Tardes de Cine

Ficciones, Mentiras e Ilusiones Ópticas de la Vida Real

28.12.08

Color

Finalmente no hubo sorbete. El congelador de mi hermana no dio el ancho. Jamás llegamos a tener siquiera escarchas sobre el jugo de naranja caramelizado. Como Álvaro estaba preparando pisco sour y nos faltaban limones, lo echamos al jarro y terminamos emborrachándonos con el sorbete. Mis regalos fueron éstos: 3 frasquitos de mostazas especiales (cada uno en 100 ml para no tener problemas en el avión) y el DVD de "la vida de los otros" (lo empecé a ver en alemania en mi computador y se me quedó allá la caja, mi hermana me va a matar). Y bueno, eso fue la navidad, una cosa más íntima que otros años, con harto skype de por medio, esa virtualidad inmediata que es la videoconferencia (¿se dice así?). Una agradable dosis de familiaridad tras este rato en Francia.
Cuando me quedé solo se me ocurrió ir a dar un paseo por Heidelberg. Por supuesto me quedé pegado y cuando llegué ya era de noche. Salí de la estación y pude recordar el día que llegué allá en 1995 junto con la primera impresión, que fue ésta: que increíble cantidad de bicicletas. Es que son miles, estacionadas afuera de la estación. En el bus hacia la Altstad iban unos estudiantes chilenos al lado mío, deben haber tenido unos 20 o 21 años como mucho. El bus era el mismo, la voz anunciando las paradas, la misma. Heidelberg tiene esa cualidad de museo. Sospecho que si alguien regresara desde los años 30 se sorprendería menos en Heidelberg que en cualquier otra ciudad. Me bajé en Marstallstrasse y ya la noche negreaba. No sé si en otro lugar las noches son tan negras como en Alemania. No tiene toques azulinos, ni dorados, ni grises. Es un negro total, la negrura en persona. Creo que en Alemania he pasado alguna de las noche más negras de mi vida (y lo digo pensando en los colores, no es una metáfora barata, los colores se han vuelto un tema en mi vida).
Caminé por la Hauptstrasse y llegué al Café Journal, que había cambiado de nombre.

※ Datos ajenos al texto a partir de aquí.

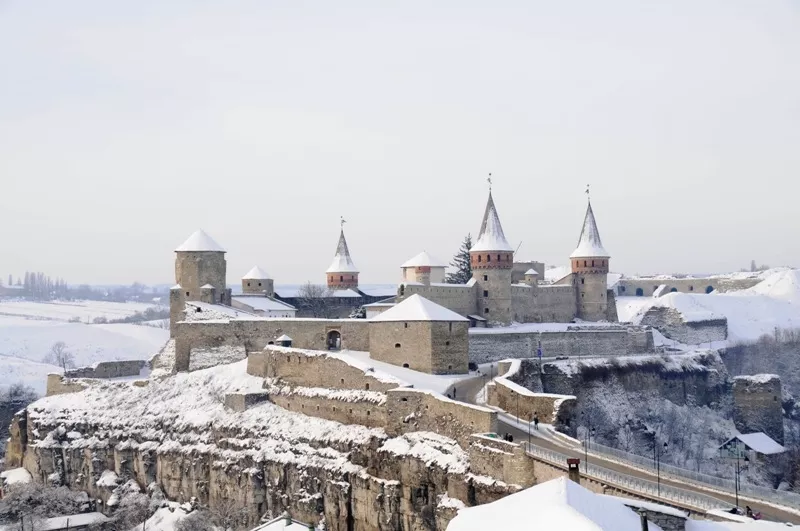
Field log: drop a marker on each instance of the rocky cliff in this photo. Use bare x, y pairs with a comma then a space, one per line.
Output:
177, 434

Pasé delante de mi primera casa, la misma donde una vez unos turistas japoneses me fotografiaron en masa mientras iba a saliendo a clases con bufanda y una carpeta en la mano. Revisé los nombres de los habitantes en los timbres, por curiosidad, sin demasiado destino. En el primer piso, una chica rubia que tenía la luz encendida y estaba leyendo había escrito sobre la pared: yes we can y junto al texto imprimió su mano en el mismo color azul, como los niños en kindergarten.